Towards scanning electron microscopy image denoising: a state-of-the-art overview, benchmark, taxonomies, and future direction

Abstract

Scanning electron microscope (SEM) enables imaging of micro-nano scale objects. It is an analytical tool widely used in the material, earth and life sciences. However, SEM images often suffer from high noise levels, influenced by factors such as dwell time, the time during which the electron beam remains per pixel during acquisition. Slower dwell times reduce noise but risk damaging the sample, while faster ones introduce uncertainty. To this end, the latest state-of-the-art denoising techniques must be explored. Experimentation is crucial to identify the most effective methods that balance noise reduction and sample preservation, ensuring high-quality SEM images with enhanced clarity and accuracy.

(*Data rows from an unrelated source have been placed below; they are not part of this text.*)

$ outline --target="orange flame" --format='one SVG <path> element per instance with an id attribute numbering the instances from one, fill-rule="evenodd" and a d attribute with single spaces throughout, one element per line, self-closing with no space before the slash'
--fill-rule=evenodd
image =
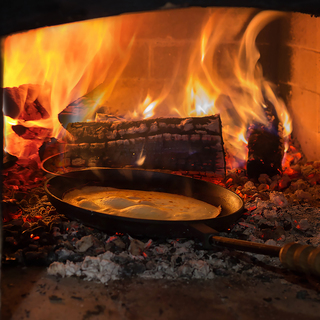
<path id="1" fill-rule="evenodd" d="M 148 14 L 156 13 L 141 14 L 141 25 Z M 182 59 L 178 60 L 172 79 L 157 91 L 158 94 L 151 93 L 148 88 L 148 94 L 136 99 L 131 111 L 119 112 L 127 119 L 219 113 L 226 149 L 231 158 L 241 162 L 247 157 L 248 126 L 253 121 L 267 124 L 264 112 L 266 100 L 277 112 L 284 127 L 285 139 L 292 130 L 286 106 L 275 94 L 273 85 L 263 77 L 258 63 L 260 53 L 255 44 L 259 32 L 272 20 L 280 18 L 282 13 L 258 13 L 240 42 L 230 36 L 228 38 L 225 33 L 225 26 L 230 23 L 228 14 L 230 10 L 216 10 L 213 13 L 208 10 L 191 54 L 184 53 L 189 55 L 188 66 L 182 64 Z M 50 128 L 52 136 L 57 137 L 62 130 L 57 115 L 68 104 L 93 89 L 95 102 L 84 120 L 94 119 L 92 115 L 95 110 L 108 105 L 125 67 L 132 59 L 132 46 L 141 31 L 141 25 L 133 28 L 132 21 L 130 15 L 108 17 L 32 30 L 4 40 L 4 86 L 41 85 L 39 97 L 50 114 L 48 119 L 37 121 L 5 117 L 7 147 L 10 144 L 14 149 L 9 141 L 9 137 L 14 136 L 12 124 Z M 227 44 L 232 44 L 236 50 L 221 53 L 221 44 L 226 44 L 226 38 L 229 39 Z M 139 60 L 135 62 L 138 64 Z M 227 71 L 223 67 L 225 65 L 228 66 Z M 188 69 L 188 75 L 176 93 L 175 80 L 179 68 Z M 21 156 L 21 148 L 19 145 L 19 150 L 12 149 L 11 153 Z M 140 158 L 143 161 L 142 154 Z"/>

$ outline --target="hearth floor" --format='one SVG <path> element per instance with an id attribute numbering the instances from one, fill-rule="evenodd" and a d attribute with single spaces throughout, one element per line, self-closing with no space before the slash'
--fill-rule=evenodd
<path id="1" fill-rule="evenodd" d="M 43 267 L 2 270 L 6 319 L 319 319 L 314 279 L 122 279 L 101 283 L 49 276 Z"/>

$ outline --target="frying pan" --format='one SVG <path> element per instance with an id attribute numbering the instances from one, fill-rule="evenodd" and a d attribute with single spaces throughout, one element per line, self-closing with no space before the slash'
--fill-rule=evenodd
<path id="1" fill-rule="evenodd" d="M 222 210 L 220 215 L 213 219 L 152 220 L 104 214 L 63 201 L 63 196 L 68 191 L 87 185 L 179 194 L 214 206 L 221 205 Z M 215 230 L 226 230 L 243 212 L 242 199 L 223 187 L 184 176 L 140 169 L 92 168 L 72 171 L 47 180 L 45 190 L 57 211 L 68 218 L 80 220 L 85 225 L 106 232 L 129 233 L 135 236 L 203 237 Z"/>
<path id="2" fill-rule="evenodd" d="M 134 219 L 76 207 L 63 201 L 65 193 L 87 185 L 179 194 L 214 206 L 221 205 L 222 211 L 216 218 L 204 220 Z M 238 195 L 210 182 L 156 171 L 92 168 L 54 176 L 46 181 L 45 190 L 58 212 L 103 231 L 148 237 L 195 237 L 202 241 L 204 249 L 219 245 L 267 254 L 279 257 L 288 269 L 320 276 L 319 247 L 298 243 L 270 246 L 217 235 L 216 230 L 225 230 L 240 218 L 244 206 Z"/>

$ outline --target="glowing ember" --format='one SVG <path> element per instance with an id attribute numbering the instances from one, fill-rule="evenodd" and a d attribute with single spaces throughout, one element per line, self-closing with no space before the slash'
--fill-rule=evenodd
<path id="1" fill-rule="evenodd" d="M 126 119 L 220 113 L 228 161 L 232 162 L 231 166 L 241 166 L 247 157 L 249 125 L 253 122 L 268 124 L 265 114 L 267 101 L 275 108 L 282 123 L 284 138 L 287 139 L 291 133 L 286 106 L 277 98 L 273 86 L 264 79 L 255 44 L 259 32 L 269 22 L 280 18 L 282 13 L 260 12 L 251 20 L 241 41 L 237 42 L 236 50 L 227 52 L 223 57 L 223 65 L 228 65 L 231 70 L 226 76 L 218 65 L 221 64 L 219 46 L 227 37 L 228 30 L 224 26 L 233 11 L 206 12 L 201 34 L 189 51 L 180 54 L 171 80 L 165 81 L 158 90 L 151 88 L 150 84 L 148 94 L 137 93 L 130 99 L 132 105 L 123 106 L 123 110 L 116 110 L 116 113 Z M 5 117 L 8 152 L 29 158 L 37 153 L 43 140 L 51 136 L 61 137 L 63 130 L 58 114 L 88 92 L 94 91 L 94 103 L 83 120 L 94 119 L 93 115 L 101 106 L 109 107 L 111 97 L 126 95 L 125 91 L 115 88 L 123 86 L 119 79 L 125 79 L 121 76 L 128 64 L 141 63 L 140 56 L 137 59 L 132 54 L 132 48 L 141 45 L 144 23 L 152 15 L 156 13 L 140 14 L 137 25 L 135 15 L 122 15 L 7 37 L 4 40 L 4 87 L 37 85 L 32 97 L 20 97 L 22 105 L 18 115 Z M 236 43 L 235 39 L 231 41 Z M 177 90 L 176 78 L 180 70 L 187 70 L 187 76 L 183 81 L 179 78 L 181 86 Z M 38 101 L 49 117 L 37 120 L 21 118 L 28 99 Z M 12 125 L 46 128 L 48 131 L 38 140 L 31 141 L 17 136 Z M 139 161 L 144 161 L 143 153 Z"/>

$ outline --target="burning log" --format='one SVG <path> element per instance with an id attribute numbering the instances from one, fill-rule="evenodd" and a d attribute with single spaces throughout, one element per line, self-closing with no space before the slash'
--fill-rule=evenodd
<path id="1" fill-rule="evenodd" d="M 73 166 L 142 167 L 225 175 L 219 115 L 140 121 L 78 122 L 67 127 Z"/>

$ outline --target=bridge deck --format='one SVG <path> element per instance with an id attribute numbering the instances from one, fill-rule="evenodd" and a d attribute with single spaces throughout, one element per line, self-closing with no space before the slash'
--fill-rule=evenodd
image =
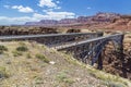
<path id="1" fill-rule="evenodd" d="M 57 37 L 57 36 L 78 36 L 78 35 L 96 35 L 102 33 L 70 33 L 70 34 L 45 34 L 45 35 L 21 35 L 21 36 L 0 36 L 0 40 L 12 40 L 12 39 L 28 39 L 39 37 Z"/>
<path id="2" fill-rule="evenodd" d="M 73 47 L 73 46 L 79 46 L 79 45 L 83 45 L 83 44 L 87 44 L 87 42 L 98 41 L 98 40 L 102 40 L 102 39 L 112 38 L 112 37 L 120 36 L 120 35 L 123 35 L 123 34 L 108 35 L 108 36 L 92 38 L 92 39 L 87 39 L 87 40 L 70 42 L 70 44 L 67 44 L 67 45 L 58 45 L 58 46 L 55 46 L 52 48 L 55 48 L 57 50 L 60 50 L 60 49 L 66 49 L 66 48 L 70 48 L 70 47 Z"/>

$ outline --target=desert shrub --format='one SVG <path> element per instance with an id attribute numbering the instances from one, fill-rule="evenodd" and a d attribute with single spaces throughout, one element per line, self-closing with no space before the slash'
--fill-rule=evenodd
<path id="1" fill-rule="evenodd" d="M 19 55 L 22 55 L 22 52 L 21 51 L 13 51 L 13 57 L 19 57 Z"/>
<path id="2" fill-rule="evenodd" d="M 27 51 L 28 48 L 27 48 L 26 46 L 20 46 L 20 47 L 16 48 L 16 50 L 17 50 L 17 51 L 23 51 L 23 52 L 24 52 L 24 51 Z"/>
<path id="3" fill-rule="evenodd" d="M 8 51 L 8 48 L 5 46 L 0 46 L 0 53 L 3 53 L 3 51 Z"/>
<path id="4" fill-rule="evenodd" d="M 69 85 L 73 84 L 74 83 L 74 79 L 71 78 L 71 77 L 68 77 L 68 75 L 64 73 L 64 72 L 60 72 L 58 75 L 57 75 L 57 79 L 60 82 L 60 83 L 67 83 Z"/>
<path id="5" fill-rule="evenodd" d="M 27 54 L 26 54 L 26 58 L 27 58 L 27 59 L 31 59 L 31 58 L 32 58 L 31 53 L 27 53 Z"/>
<path id="6" fill-rule="evenodd" d="M 9 77 L 9 74 L 5 71 L 5 67 L 0 66 L 0 78 Z"/>
<path id="7" fill-rule="evenodd" d="M 43 54 L 36 54 L 36 58 L 40 59 L 41 61 L 44 61 L 46 63 L 49 63 L 49 60 Z"/>

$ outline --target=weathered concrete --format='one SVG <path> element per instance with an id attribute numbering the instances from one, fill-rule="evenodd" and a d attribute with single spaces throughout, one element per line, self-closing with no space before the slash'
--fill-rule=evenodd
<path id="1" fill-rule="evenodd" d="M 0 36 L 0 40 L 35 40 L 49 47 L 57 44 L 71 42 L 74 40 L 91 39 L 103 36 L 103 33 L 71 33 L 71 34 L 46 34 L 24 36 Z"/>
<path id="2" fill-rule="evenodd" d="M 104 47 L 109 41 L 114 42 L 117 52 L 122 53 L 123 36 L 124 36 L 123 34 L 109 35 L 105 37 L 97 37 L 93 39 L 75 41 L 70 45 L 61 45 L 53 48 L 59 51 L 64 50 L 68 53 L 72 53 L 74 58 L 76 58 L 78 60 L 81 60 L 84 63 L 90 63 L 93 65 L 98 60 L 98 57 L 100 55 Z"/>

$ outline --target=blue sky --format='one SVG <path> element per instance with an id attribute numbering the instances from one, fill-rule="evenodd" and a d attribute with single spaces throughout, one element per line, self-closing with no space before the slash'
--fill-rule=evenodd
<path id="1" fill-rule="evenodd" d="M 0 25 L 73 18 L 97 12 L 131 14 L 131 0 L 0 0 Z"/>

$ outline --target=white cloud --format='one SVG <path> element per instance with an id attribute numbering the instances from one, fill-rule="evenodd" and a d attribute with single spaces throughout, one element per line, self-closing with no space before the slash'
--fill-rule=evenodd
<path id="1" fill-rule="evenodd" d="M 52 2 L 52 0 L 39 0 L 38 3 L 39 7 L 48 7 L 48 8 L 56 8 L 57 4 L 55 2 Z"/>
<path id="2" fill-rule="evenodd" d="M 24 24 L 25 22 L 38 22 L 40 20 L 61 20 L 73 18 L 75 13 L 72 12 L 46 12 L 46 14 L 34 13 L 33 16 L 8 17 L 0 16 L 0 24 Z"/>
<path id="3" fill-rule="evenodd" d="M 10 8 L 10 5 L 3 5 L 4 8 L 7 8 L 7 9 L 9 9 Z"/>
<path id="4" fill-rule="evenodd" d="M 19 12 L 23 12 L 23 13 L 34 12 L 34 10 L 32 8 L 23 7 L 23 5 L 13 5 L 12 9 L 16 9 L 16 10 L 19 10 Z"/>

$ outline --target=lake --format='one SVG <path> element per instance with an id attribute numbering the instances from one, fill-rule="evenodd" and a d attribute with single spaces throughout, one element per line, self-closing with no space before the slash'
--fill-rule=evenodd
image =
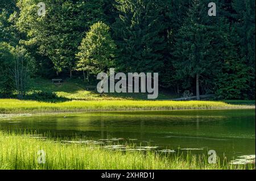
<path id="1" fill-rule="evenodd" d="M 63 139 L 77 136 L 232 159 L 255 155 L 255 110 L 123 111 L 2 116 L 0 129 L 36 131 Z M 65 137 L 65 138 L 64 138 Z"/>

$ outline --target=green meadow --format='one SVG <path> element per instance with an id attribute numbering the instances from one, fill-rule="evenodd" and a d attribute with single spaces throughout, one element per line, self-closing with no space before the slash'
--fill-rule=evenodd
<path id="1" fill-rule="evenodd" d="M 0 113 L 251 108 L 255 108 L 255 106 L 230 104 L 216 101 L 108 100 L 48 103 L 9 99 L 0 99 Z"/>

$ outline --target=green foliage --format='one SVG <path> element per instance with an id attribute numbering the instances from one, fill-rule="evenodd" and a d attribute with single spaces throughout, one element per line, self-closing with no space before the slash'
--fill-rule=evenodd
<path id="1" fill-rule="evenodd" d="M 14 48 L 7 43 L 0 43 L 0 97 L 10 96 L 14 90 L 14 81 L 10 71 L 14 65 Z"/>
<path id="2" fill-rule="evenodd" d="M 111 37 L 109 27 L 105 23 L 92 25 L 79 49 L 76 54 L 79 70 L 96 74 L 105 72 L 114 65 L 116 45 Z"/>
<path id="3" fill-rule="evenodd" d="M 159 72 L 166 58 L 166 24 L 162 1 L 117 0 L 119 17 L 113 27 L 124 72 Z"/>
<path id="4" fill-rule="evenodd" d="M 114 64 L 119 71 L 158 72 L 159 86 L 180 95 L 195 94 L 197 75 L 201 94 L 255 99 L 253 0 L 216 0 L 217 16 L 208 15 L 209 0 L 45 0 L 39 16 L 40 2 L 0 2 L 0 42 L 26 49 L 35 77 L 73 71 L 93 84 L 89 72 Z M 90 30 L 98 22 L 108 33 Z M 4 77 L 0 90 L 11 90 Z"/>

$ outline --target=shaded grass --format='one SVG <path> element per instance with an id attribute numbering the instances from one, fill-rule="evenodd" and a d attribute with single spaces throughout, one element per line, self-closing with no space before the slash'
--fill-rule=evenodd
<path id="1" fill-rule="evenodd" d="M 60 141 L 60 140 L 57 140 Z M 255 165 L 233 165 L 226 161 L 208 163 L 208 157 L 154 151 L 123 152 L 85 144 L 63 144 L 0 132 L 0 169 L 255 169 Z M 46 153 L 39 164 L 38 152 Z"/>
<path id="2" fill-rule="evenodd" d="M 0 113 L 250 108 L 255 108 L 255 106 L 233 105 L 214 101 L 108 100 L 72 100 L 55 103 L 0 99 Z"/>
<path id="3" fill-rule="evenodd" d="M 97 83 L 93 84 L 96 86 Z M 86 87 L 91 85 L 79 79 L 67 79 L 61 84 L 53 84 L 51 80 L 36 78 L 31 80 L 31 91 L 42 91 L 55 92 L 58 96 L 72 100 L 120 100 L 120 99 L 147 99 L 147 93 L 105 93 L 103 96 L 97 91 L 86 90 Z M 29 92 L 28 92 L 29 93 Z M 175 98 L 166 91 L 159 92 L 158 99 L 167 99 Z"/>

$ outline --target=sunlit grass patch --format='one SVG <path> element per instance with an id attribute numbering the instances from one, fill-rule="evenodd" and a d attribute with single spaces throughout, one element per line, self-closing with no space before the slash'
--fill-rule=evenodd
<path id="1" fill-rule="evenodd" d="M 48 103 L 16 99 L 0 99 L 0 113 L 244 108 L 255 108 L 255 106 L 233 105 L 215 101 L 108 100 Z"/>
<path id="2" fill-rule="evenodd" d="M 255 169 L 255 164 L 232 165 L 226 160 L 220 162 L 220 158 L 216 164 L 210 164 L 205 155 L 183 155 L 151 149 L 120 151 L 88 142 L 63 144 L 38 137 L 0 132 L 0 169 Z M 46 154 L 45 163 L 38 162 L 39 150 Z"/>

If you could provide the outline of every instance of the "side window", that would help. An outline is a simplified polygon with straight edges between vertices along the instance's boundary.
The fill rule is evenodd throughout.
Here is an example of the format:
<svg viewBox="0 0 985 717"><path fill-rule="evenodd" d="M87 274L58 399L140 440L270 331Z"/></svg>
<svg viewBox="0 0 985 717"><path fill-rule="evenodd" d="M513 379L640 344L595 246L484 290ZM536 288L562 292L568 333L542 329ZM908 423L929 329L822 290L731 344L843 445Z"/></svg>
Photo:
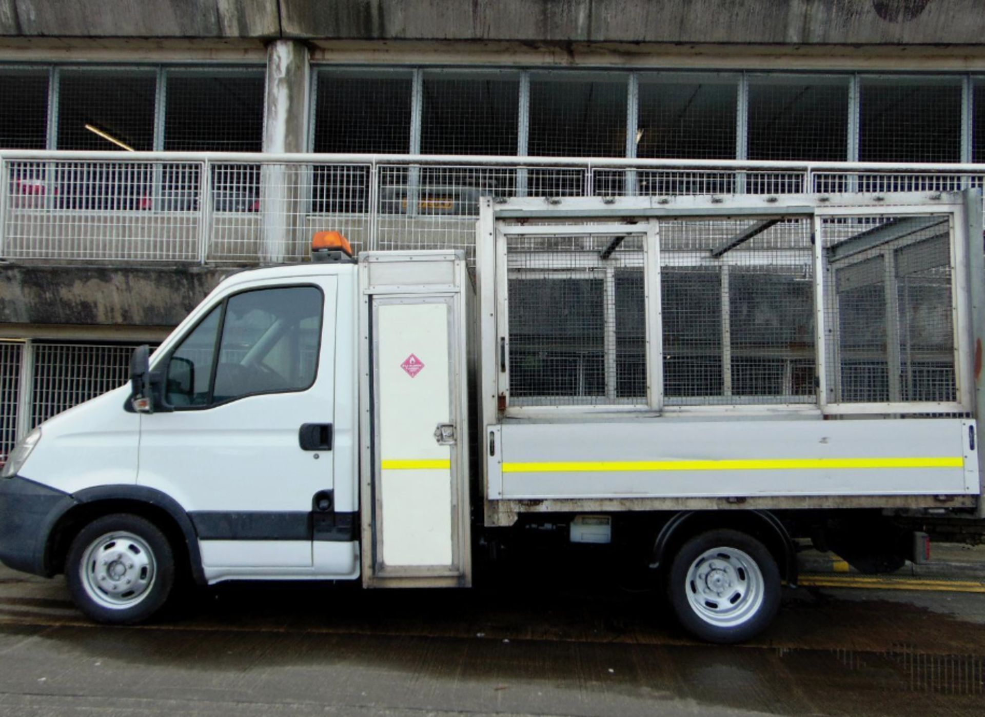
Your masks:
<svg viewBox="0 0 985 717"><path fill-rule="evenodd" d="M181 408L209 403L209 379L221 316L222 306L216 306L171 355L164 386L165 399L171 406Z"/></svg>
<svg viewBox="0 0 985 717"><path fill-rule="evenodd" d="M167 399L172 406L207 406L257 393L300 391L314 382L321 336L319 290L291 287L235 294L226 301L221 329L220 308L171 357Z"/></svg>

A thorough analysis tracing the evolution of image denoising techniques was conducted, ranging from classical methods to deep learning approaches. A comprehensive taxonomy of this reverse problem solutions was established, detailing the developmental flow of these methods. Subsequently, the latest state-of-the-art techniques were identified and reviewed based on their reproducibility and the public availability of their source code. The selected techniques were then tested and investigated using scanning electron microscope images. After in-depth analysis and benchmarking, it is clear that the existing deep learning-based denoising techniques fall short in maintaining a balance between noise reduction and preserving crucial information for SEM images. Issues like information removal and over-smoothing have been identified. To address these constraints, there is a critical need for the development of SEM image denoising techniques that prioritize both noise reduction and information preservation. Additionally, one can see that the combination of several networks, such as the generative adversarial network and the convolutional neural network (CNN), known as BoostNet, or the vision transformer and the CNN, known as SCUNet, improves denoising performance. It is recommended to use blind techniques to denoise real noise while taking into account detail preservation and tackling excessive smoothing, particularly in the context of SEM. In the future the use of explainable AI will facilitate the debugging and the identification of these problems.